Dienstag, 21. Mai 2002

NEWS: Zechners Pläne für die Vereinigten Bühnen

  • Ronacher soll Haus für alle Formen von Musik & Sprache werden
  • Noch-Intendant Klausnitzer erhebt Einsprüche an ihren Plänen

Es war lange ein gut gehütetes Geheimnis, jetzt ist es fix: Die Ex-ORF-Programmintendantin wird Musical-Chefin! Kathrin Zechner und Festwochen-Musikchef Hans Landesmann präsentieren in der Donnerstag erscheinenden NEWS-Ausgabe die Eckpunkte ihrer Konzepte.

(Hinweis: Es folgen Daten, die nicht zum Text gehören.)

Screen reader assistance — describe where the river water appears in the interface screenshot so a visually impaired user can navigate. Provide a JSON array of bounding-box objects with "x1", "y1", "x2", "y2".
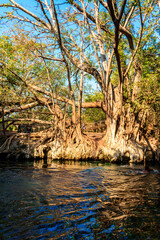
[{"x1": 0, "y1": 161, "x2": 160, "y2": 240}]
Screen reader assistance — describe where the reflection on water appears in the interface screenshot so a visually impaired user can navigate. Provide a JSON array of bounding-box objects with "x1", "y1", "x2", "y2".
[{"x1": 0, "y1": 161, "x2": 160, "y2": 240}]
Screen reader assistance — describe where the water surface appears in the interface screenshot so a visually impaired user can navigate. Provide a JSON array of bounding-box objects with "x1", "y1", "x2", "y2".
[{"x1": 0, "y1": 161, "x2": 160, "y2": 240}]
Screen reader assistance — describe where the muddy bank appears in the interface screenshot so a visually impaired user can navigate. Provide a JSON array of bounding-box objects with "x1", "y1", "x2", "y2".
[{"x1": 0, "y1": 131, "x2": 159, "y2": 163}]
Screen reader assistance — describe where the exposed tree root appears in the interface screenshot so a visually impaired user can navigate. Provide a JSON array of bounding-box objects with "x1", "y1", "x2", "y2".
[{"x1": 0, "y1": 125, "x2": 159, "y2": 162}]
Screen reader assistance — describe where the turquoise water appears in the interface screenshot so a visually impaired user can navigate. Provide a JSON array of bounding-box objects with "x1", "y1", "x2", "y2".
[{"x1": 0, "y1": 160, "x2": 160, "y2": 240}]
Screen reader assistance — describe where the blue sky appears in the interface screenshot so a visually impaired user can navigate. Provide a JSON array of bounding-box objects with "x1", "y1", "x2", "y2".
[{"x1": 0, "y1": 0, "x2": 67, "y2": 34}]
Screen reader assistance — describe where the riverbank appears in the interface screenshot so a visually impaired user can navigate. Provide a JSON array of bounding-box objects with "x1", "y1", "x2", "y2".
[{"x1": 0, "y1": 129, "x2": 159, "y2": 163}]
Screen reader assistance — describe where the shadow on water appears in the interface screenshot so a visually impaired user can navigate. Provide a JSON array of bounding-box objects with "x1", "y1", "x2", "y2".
[{"x1": 0, "y1": 160, "x2": 160, "y2": 240}]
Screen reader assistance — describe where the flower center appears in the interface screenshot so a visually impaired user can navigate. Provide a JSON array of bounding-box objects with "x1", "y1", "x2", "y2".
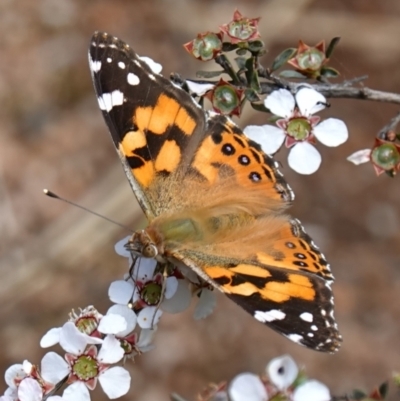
[
  {"x1": 140, "y1": 281, "x2": 162, "y2": 305},
  {"x1": 296, "y1": 49, "x2": 326, "y2": 71},
  {"x1": 193, "y1": 33, "x2": 222, "y2": 59},
  {"x1": 213, "y1": 85, "x2": 240, "y2": 114},
  {"x1": 75, "y1": 316, "x2": 98, "y2": 335},
  {"x1": 228, "y1": 20, "x2": 255, "y2": 40},
  {"x1": 72, "y1": 355, "x2": 99, "y2": 381},
  {"x1": 371, "y1": 143, "x2": 400, "y2": 170},
  {"x1": 286, "y1": 118, "x2": 311, "y2": 141}
]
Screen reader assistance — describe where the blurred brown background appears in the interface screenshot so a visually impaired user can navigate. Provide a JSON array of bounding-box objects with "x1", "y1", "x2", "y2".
[{"x1": 0, "y1": 0, "x2": 400, "y2": 401}]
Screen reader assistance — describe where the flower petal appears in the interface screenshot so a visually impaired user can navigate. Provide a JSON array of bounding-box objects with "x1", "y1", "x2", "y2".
[
  {"x1": 138, "y1": 306, "x2": 162, "y2": 329},
  {"x1": 288, "y1": 142, "x2": 321, "y2": 174},
  {"x1": 267, "y1": 355, "x2": 299, "y2": 390},
  {"x1": 97, "y1": 334, "x2": 125, "y2": 364},
  {"x1": 108, "y1": 280, "x2": 134, "y2": 305},
  {"x1": 40, "y1": 352, "x2": 69, "y2": 384},
  {"x1": 18, "y1": 377, "x2": 43, "y2": 401},
  {"x1": 264, "y1": 89, "x2": 296, "y2": 118},
  {"x1": 132, "y1": 258, "x2": 157, "y2": 281},
  {"x1": 313, "y1": 118, "x2": 349, "y2": 147},
  {"x1": 97, "y1": 313, "x2": 127, "y2": 334},
  {"x1": 295, "y1": 88, "x2": 326, "y2": 117},
  {"x1": 164, "y1": 276, "x2": 178, "y2": 299},
  {"x1": 193, "y1": 288, "x2": 217, "y2": 320},
  {"x1": 40, "y1": 327, "x2": 61, "y2": 348},
  {"x1": 104, "y1": 305, "x2": 137, "y2": 337},
  {"x1": 99, "y1": 366, "x2": 131, "y2": 399},
  {"x1": 293, "y1": 380, "x2": 331, "y2": 401},
  {"x1": 244, "y1": 125, "x2": 286, "y2": 155},
  {"x1": 347, "y1": 149, "x2": 371, "y2": 166},
  {"x1": 136, "y1": 329, "x2": 156, "y2": 352},
  {"x1": 4, "y1": 363, "x2": 27, "y2": 389},
  {"x1": 228, "y1": 373, "x2": 268, "y2": 401},
  {"x1": 62, "y1": 382, "x2": 90, "y2": 401}
]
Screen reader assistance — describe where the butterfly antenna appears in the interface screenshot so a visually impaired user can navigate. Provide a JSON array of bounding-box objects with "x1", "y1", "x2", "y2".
[{"x1": 43, "y1": 189, "x2": 134, "y2": 233}]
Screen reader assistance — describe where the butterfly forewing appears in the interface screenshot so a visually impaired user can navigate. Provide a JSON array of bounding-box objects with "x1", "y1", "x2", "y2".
[
  {"x1": 89, "y1": 32, "x2": 205, "y2": 218},
  {"x1": 89, "y1": 33, "x2": 341, "y2": 352}
]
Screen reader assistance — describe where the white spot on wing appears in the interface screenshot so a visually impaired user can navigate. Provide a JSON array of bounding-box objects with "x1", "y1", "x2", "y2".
[
  {"x1": 97, "y1": 90, "x2": 124, "y2": 112},
  {"x1": 286, "y1": 334, "x2": 303, "y2": 344},
  {"x1": 300, "y1": 312, "x2": 314, "y2": 323},
  {"x1": 138, "y1": 56, "x2": 162, "y2": 74},
  {"x1": 254, "y1": 309, "x2": 286, "y2": 323},
  {"x1": 89, "y1": 56, "x2": 101, "y2": 72},
  {"x1": 126, "y1": 72, "x2": 140, "y2": 85}
]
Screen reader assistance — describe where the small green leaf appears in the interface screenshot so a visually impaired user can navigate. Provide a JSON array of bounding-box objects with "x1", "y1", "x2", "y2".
[
  {"x1": 279, "y1": 70, "x2": 307, "y2": 79},
  {"x1": 325, "y1": 37, "x2": 340, "y2": 58},
  {"x1": 379, "y1": 382, "x2": 389, "y2": 398},
  {"x1": 248, "y1": 40, "x2": 264, "y2": 53},
  {"x1": 321, "y1": 67, "x2": 340, "y2": 78},
  {"x1": 234, "y1": 57, "x2": 246, "y2": 70},
  {"x1": 271, "y1": 47, "x2": 297, "y2": 71},
  {"x1": 236, "y1": 49, "x2": 247, "y2": 56},
  {"x1": 244, "y1": 89, "x2": 260, "y2": 103},
  {"x1": 245, "y1": 57, "x2": 261, "y2": 92},
  {"x1": 350, "y1": 389, "x2": 367, "y2": 400},
  {"x1": 196, "y1": 70, "x2": 225, "y2": 78},
  {"x1": 222, "y1": 42, "x2": 238, "y2": 52}
]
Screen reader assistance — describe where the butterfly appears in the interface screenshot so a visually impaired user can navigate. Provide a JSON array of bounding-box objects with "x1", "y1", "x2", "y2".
[{"x1": 89, "y1": 32, "x2": 341, "y2": 353}]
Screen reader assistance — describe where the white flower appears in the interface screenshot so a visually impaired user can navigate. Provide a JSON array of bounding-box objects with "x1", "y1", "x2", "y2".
[
  {"x1": 244, "y1": 87, "x2": 348, "y2": 174},
  {"x1": 266, "y1": 355, "x2": 299, "y2": 391},
  {"x1": 40, "y1": 306, "x2": 102, "y2": 348},
  {"x1": 293, "y1": 380, "x2": 331, "y2": 401},
  {"x1": 60, "y1": 322, "x2": 103, "y2": 354},
  {"x1": 228, "y1": 373, "x2": 268, "y2": 401},
  {"x1": 99, "y1": 304, "x2": 137, "y2": 337},
  {"x1": 347, "y1": 149, "x2": 371, "y2": 166},
  {"x1": 63, "y1": 335, "x2": 131, "y2": 398}
]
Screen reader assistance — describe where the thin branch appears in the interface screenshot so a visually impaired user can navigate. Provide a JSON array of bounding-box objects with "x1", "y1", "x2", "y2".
[
  {"x1": 378, "y1": 112, "x2": 400, "y2": 140},
  {"x1": 261, "y1": 77, "x2": 400, "y2": 104},
  {"x1": 185, "y1": 76, "x2": 400, "y2": 104}
]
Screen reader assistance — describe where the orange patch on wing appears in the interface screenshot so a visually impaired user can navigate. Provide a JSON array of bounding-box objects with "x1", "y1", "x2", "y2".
[
  {"x1": 229, "y1": 264, "x2": 271, "y2": 278},
  {"x1": 133, "y1": 107, "x2": 153, "y2": 133},
  {"x1": 155, "y1": 140, "x2": 182, "y2": 172},
  {"x1": 132, "y1": 162, "x2": 154, "y2": 188},
  {"x1": 175, "y1": 107, "x2": 196, "y2": 136},
  {"x1": 256, "y1": 252, "x2": 320, "y2": 273},
  {"x1": 260, "y1": 274, "x2": 315, "y2": 302},
  {"x1": 120, "y1": 131, "x2": 147, "y2": 156}
]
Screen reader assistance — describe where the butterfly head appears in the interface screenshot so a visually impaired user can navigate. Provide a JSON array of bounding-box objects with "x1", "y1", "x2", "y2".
[{"x1": 126, "y1": 230, "x2": 163, "y2": 262}]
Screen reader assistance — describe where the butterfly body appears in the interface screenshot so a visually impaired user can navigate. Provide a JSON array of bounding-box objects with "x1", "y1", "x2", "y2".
[{"x1": 89, "y1": 33, "x2": 341, "y2": 352}]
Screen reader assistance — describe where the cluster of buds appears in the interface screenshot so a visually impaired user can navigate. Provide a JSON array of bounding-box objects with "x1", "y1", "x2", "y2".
[{"x1": 347, "y1": 130, "x2": 400, "y2": 177}]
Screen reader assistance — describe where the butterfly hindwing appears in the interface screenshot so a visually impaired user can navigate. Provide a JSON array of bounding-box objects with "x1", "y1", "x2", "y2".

Zechner sieht vor allem beim Ronacher Handlungsbedarf (das Raimundtheater ist als repräsentative Musicalbühne unbestritten): Ihr schwebt laut NEWS "ein Haus für alle Formen des Musik- und Sprechtheaters vor. Vom kleinen, pfiffigen Musical über die englische "Black Comedy" bis zur Anarcho-Performance "Shockheaded Peter". Damit könnten auch die Umbaukosten in Grenzen gehalten werden.

Dagegen erhebt allerdings Noch-Intendant Klausnitzer Einsprüche: "Es ist sicher berechtigt, sich Gedanken zu machen, welche zusätzlichen Formen in Wien noch Platz haben. Auf der anderen Seite bedeutet eine Nutzung des Ronachers für andere Formen eine Einschränkung des Musicals, was nach meinen Informationen die Stadt nicht vorhat. Wir jedenfalls werden heuer im Herbst in Japan und am Broadway Premiere haben und in Wien mit ,Wake UpS eine neue Uraufführung bieten."

Das Konzept fürs Theater an der Wien
Landesmanns Konzept für das Theater an der Wien: Das Haus soll an 80 bis 100 Abenden im Jahr bespielt werden. Festwochen, Klangbogen und Osterklang werden im Theater an der Wien zentriert. Dazu kommen drei bis vier Opern-Eigenproduktionen mit den Symphonikern als Hausorchester. Kooperationen mit Staats- und Volksoper (die Anteile aus ihrem Budget einbringen müssen) sind erwünscht. Bundesländerbühnen gastieren während der Festwochen. Für Konzerte und Tanz ist das Haus l entgegen anderen konzeptionellen Überlegungen - nicht geeignet. Landesmann betrachtet sich als "Mann des Überganges", der an einen eigenen Intendanten übergeben soll.